I’ve read six stories in the Innocence of Father Brown collection, which is the first installment of more than forty stories.  One of my favorite exchanges with Fr. Brown comes after he catches the international, career criminal Flambeau, in The Queer Feet:

‘Did you catch this man?’ asked the colonel, frowning.

Father Brown looked him full in his frowning face.  ‘Yes,’ he said.  ‘I caught him, with an unseen hook and an invisible line which is long enough to let him wander to the ends of the world, and still to bring him back with a twitch upon the thread.’

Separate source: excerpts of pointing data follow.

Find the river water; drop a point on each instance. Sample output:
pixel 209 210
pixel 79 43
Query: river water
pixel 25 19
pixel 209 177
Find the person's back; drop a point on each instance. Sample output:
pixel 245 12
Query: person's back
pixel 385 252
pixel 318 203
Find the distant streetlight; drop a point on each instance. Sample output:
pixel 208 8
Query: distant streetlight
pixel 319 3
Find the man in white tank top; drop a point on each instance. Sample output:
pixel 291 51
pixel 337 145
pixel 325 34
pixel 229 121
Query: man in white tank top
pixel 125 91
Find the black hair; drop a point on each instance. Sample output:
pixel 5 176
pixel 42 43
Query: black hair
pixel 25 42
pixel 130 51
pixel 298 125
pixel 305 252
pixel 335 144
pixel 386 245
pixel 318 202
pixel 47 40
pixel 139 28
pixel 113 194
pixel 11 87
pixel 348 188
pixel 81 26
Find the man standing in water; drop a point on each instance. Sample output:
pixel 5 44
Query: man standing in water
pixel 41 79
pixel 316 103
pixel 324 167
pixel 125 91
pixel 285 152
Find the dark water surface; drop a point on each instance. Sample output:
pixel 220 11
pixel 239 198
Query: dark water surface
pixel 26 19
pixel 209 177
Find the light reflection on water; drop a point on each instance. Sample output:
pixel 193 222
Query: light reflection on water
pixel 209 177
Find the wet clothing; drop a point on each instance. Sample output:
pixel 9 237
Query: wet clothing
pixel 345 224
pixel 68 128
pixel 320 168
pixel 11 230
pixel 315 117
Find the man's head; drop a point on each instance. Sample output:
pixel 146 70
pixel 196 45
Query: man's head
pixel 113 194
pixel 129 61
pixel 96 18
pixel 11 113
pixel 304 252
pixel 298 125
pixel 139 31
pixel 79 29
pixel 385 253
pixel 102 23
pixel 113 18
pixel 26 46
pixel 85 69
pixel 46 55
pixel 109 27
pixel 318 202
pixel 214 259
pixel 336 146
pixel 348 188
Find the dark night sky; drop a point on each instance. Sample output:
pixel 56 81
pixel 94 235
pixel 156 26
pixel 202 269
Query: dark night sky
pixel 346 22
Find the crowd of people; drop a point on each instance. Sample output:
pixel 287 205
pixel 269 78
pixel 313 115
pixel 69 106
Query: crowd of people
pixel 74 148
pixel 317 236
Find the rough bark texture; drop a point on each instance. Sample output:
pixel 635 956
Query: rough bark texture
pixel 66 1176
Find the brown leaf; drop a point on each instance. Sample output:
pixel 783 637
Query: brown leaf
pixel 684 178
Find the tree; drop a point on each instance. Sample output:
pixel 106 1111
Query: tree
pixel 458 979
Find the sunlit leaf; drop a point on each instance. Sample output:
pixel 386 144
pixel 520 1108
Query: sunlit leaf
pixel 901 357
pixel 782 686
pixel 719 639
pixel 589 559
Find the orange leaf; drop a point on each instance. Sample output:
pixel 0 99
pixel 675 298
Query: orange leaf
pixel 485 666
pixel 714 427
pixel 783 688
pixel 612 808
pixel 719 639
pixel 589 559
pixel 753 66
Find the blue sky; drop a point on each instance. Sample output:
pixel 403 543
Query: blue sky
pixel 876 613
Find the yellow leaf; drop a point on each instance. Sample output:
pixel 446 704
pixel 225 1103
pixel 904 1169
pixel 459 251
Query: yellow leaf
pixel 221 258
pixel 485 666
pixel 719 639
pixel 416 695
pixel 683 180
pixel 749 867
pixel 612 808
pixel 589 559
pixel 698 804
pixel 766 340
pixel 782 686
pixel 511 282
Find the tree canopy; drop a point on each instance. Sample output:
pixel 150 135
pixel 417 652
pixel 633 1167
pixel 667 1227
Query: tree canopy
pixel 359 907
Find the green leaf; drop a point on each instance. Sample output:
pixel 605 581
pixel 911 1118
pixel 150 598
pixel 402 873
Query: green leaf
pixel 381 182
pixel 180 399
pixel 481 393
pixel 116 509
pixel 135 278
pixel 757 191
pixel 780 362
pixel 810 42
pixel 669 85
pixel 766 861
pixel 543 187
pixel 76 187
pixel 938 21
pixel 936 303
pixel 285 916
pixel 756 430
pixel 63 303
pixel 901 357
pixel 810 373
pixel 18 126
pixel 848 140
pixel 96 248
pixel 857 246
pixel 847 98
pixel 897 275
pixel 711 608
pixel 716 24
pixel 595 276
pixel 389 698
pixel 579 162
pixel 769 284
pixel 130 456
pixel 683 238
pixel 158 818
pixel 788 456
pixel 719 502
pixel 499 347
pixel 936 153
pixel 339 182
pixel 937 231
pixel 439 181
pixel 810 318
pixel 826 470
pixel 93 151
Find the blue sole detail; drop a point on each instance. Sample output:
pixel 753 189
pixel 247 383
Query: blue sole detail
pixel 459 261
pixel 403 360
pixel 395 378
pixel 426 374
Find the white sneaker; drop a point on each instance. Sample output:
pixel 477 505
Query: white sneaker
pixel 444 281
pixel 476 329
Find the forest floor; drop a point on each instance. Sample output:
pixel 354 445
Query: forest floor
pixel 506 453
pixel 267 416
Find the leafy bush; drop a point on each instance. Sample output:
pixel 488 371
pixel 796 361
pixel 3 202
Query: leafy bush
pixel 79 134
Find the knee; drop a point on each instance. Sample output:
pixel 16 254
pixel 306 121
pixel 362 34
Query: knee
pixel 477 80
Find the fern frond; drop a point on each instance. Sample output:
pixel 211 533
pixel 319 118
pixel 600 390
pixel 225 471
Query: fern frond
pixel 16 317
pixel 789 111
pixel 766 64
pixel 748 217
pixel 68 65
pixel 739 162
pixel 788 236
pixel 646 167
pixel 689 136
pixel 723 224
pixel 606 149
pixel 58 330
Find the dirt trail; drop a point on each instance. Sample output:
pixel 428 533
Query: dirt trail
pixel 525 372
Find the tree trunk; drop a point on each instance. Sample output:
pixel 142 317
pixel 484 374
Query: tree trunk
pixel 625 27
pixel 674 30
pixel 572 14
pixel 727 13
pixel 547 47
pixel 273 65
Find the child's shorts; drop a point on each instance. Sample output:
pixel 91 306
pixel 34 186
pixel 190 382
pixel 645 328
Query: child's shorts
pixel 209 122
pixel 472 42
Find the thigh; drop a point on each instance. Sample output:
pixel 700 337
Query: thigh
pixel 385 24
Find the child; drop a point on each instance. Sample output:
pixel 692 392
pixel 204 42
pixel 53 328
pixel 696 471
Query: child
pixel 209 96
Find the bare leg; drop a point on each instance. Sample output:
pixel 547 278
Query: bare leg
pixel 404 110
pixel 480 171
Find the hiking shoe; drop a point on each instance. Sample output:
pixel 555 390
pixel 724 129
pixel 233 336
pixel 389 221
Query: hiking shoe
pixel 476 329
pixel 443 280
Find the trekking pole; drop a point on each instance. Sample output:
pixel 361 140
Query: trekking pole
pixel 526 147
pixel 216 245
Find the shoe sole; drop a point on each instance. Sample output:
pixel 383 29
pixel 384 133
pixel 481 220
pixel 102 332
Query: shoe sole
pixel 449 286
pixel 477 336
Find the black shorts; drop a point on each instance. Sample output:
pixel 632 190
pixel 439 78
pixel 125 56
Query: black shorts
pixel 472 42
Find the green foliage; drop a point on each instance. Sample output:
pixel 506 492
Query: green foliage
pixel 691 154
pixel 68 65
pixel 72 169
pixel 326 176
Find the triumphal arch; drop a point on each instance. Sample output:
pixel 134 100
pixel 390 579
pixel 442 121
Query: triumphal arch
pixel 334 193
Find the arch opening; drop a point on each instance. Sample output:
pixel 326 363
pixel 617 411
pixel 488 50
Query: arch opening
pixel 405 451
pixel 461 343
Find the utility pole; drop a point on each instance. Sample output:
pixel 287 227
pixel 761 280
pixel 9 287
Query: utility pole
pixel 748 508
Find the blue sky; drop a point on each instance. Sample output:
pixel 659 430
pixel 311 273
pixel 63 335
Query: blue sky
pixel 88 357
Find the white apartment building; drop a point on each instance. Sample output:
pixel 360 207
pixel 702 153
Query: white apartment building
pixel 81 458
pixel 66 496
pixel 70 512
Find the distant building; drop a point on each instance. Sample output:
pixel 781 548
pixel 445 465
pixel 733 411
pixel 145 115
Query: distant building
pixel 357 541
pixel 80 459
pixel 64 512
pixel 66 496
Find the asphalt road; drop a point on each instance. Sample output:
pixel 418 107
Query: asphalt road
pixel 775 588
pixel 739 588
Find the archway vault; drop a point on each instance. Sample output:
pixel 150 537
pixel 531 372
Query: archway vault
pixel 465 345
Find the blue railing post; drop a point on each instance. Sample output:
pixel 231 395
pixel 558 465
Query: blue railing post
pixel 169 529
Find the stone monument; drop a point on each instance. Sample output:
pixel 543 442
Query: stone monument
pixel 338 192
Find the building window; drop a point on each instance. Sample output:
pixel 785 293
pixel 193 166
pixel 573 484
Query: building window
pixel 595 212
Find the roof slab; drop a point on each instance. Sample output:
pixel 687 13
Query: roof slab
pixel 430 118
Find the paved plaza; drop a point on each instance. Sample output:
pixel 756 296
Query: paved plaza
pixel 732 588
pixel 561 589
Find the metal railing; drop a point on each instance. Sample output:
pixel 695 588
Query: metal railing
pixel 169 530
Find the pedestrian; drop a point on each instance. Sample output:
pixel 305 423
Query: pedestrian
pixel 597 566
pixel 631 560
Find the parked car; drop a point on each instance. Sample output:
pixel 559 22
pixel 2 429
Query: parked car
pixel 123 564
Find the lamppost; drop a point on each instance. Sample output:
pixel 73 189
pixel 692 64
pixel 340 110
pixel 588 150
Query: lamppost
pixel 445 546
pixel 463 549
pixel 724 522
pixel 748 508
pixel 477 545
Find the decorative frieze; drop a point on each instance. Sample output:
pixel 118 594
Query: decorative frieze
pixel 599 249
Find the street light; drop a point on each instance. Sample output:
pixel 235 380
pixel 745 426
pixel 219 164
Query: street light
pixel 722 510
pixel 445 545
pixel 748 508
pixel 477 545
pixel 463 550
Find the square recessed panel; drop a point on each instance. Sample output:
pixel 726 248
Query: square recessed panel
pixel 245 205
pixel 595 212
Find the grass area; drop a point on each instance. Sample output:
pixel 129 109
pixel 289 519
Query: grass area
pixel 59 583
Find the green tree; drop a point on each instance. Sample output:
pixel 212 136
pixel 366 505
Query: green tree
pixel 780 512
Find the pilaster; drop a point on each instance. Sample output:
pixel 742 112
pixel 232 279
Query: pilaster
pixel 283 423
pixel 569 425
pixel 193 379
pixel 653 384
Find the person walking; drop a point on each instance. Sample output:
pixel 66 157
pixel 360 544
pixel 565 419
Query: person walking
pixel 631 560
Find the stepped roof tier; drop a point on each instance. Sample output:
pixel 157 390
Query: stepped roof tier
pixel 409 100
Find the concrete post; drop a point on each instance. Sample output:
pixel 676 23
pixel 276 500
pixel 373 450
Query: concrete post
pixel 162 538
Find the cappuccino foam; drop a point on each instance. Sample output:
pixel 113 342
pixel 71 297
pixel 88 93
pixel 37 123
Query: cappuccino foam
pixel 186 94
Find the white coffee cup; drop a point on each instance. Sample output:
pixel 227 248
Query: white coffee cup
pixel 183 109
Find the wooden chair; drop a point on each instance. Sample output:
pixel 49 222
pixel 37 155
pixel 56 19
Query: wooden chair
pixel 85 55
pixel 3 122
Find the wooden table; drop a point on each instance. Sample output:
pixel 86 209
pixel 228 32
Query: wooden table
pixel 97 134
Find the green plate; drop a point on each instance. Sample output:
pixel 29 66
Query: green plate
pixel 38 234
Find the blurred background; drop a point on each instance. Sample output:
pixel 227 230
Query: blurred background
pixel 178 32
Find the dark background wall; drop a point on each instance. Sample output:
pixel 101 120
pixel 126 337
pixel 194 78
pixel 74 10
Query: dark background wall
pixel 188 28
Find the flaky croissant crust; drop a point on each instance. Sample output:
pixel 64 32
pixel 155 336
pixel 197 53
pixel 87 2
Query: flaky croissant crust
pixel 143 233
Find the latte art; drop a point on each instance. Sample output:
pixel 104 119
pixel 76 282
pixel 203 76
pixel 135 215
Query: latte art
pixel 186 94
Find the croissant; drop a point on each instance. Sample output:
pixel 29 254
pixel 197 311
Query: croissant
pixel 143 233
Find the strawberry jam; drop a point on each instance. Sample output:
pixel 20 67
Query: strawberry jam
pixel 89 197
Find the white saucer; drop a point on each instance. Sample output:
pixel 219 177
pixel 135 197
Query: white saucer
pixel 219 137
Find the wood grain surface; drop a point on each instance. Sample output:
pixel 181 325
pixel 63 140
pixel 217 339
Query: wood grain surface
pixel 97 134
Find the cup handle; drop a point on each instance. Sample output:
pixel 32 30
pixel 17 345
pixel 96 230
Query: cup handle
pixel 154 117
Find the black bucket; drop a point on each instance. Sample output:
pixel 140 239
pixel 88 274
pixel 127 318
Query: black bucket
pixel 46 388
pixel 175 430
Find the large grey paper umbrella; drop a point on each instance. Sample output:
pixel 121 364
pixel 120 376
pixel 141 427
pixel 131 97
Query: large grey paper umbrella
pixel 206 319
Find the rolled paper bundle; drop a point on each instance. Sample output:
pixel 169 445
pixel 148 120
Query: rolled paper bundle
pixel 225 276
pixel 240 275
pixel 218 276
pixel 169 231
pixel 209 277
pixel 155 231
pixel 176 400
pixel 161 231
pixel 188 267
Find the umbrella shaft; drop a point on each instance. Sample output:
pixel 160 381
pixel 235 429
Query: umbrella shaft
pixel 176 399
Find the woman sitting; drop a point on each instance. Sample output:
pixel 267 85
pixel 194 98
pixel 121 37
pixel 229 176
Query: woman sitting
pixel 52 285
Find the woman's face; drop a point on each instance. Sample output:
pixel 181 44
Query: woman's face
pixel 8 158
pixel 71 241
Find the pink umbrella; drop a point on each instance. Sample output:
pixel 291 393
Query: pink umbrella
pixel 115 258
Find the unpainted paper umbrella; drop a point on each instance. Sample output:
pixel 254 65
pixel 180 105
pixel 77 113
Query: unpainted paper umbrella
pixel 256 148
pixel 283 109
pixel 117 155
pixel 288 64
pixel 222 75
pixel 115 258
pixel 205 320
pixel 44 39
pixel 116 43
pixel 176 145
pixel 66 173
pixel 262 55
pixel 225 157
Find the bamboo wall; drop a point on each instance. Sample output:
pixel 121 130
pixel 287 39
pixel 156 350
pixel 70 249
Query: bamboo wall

In another story, The Flying Stars, the infamous Flambeau manages to execute jewelry theft while framing a police officer in a house play.  Fr. Brown catches Flambeau before he can escape and gently explains to him how well he knows his soul.  Flambeau, hanging in a tree at this point and unable to hide his shame, listens to Fr. Brown’s monologue, which ultimately convinces him to give up his criminal past:

‘I want you to give them [jewels] back, Flambeau, and I want you to give up this life.  There is still youth and humour and honor in you; don’t fancy they will last in that trade.Men may keep a sort of level of good, but no man has ever been able to keep on one level of evil. That road goes down and down. The kind man drinks and turns cruel; the frank man kills and lies about it. Many a man I’ve known started like you to be an honest outlaw, a merry robber of the rich, and ended stamped into slime…. I know the woods look very free behind you, Flambeau; I know that in a flash you could melt into them like a monkey. But some day you will be an old grey monkey, Flambeau. You will sit up in your free forest cold at heart and close to death, and the tree-tops will be very bare.’

Fr. Brown ultimately converts Flambeau to the good side and he joins Fr. Brown as he attempts to solve future mysteries.  What does Fr. Brown’s approach to Flambeau say about Chesterton’s approach to criminal justice?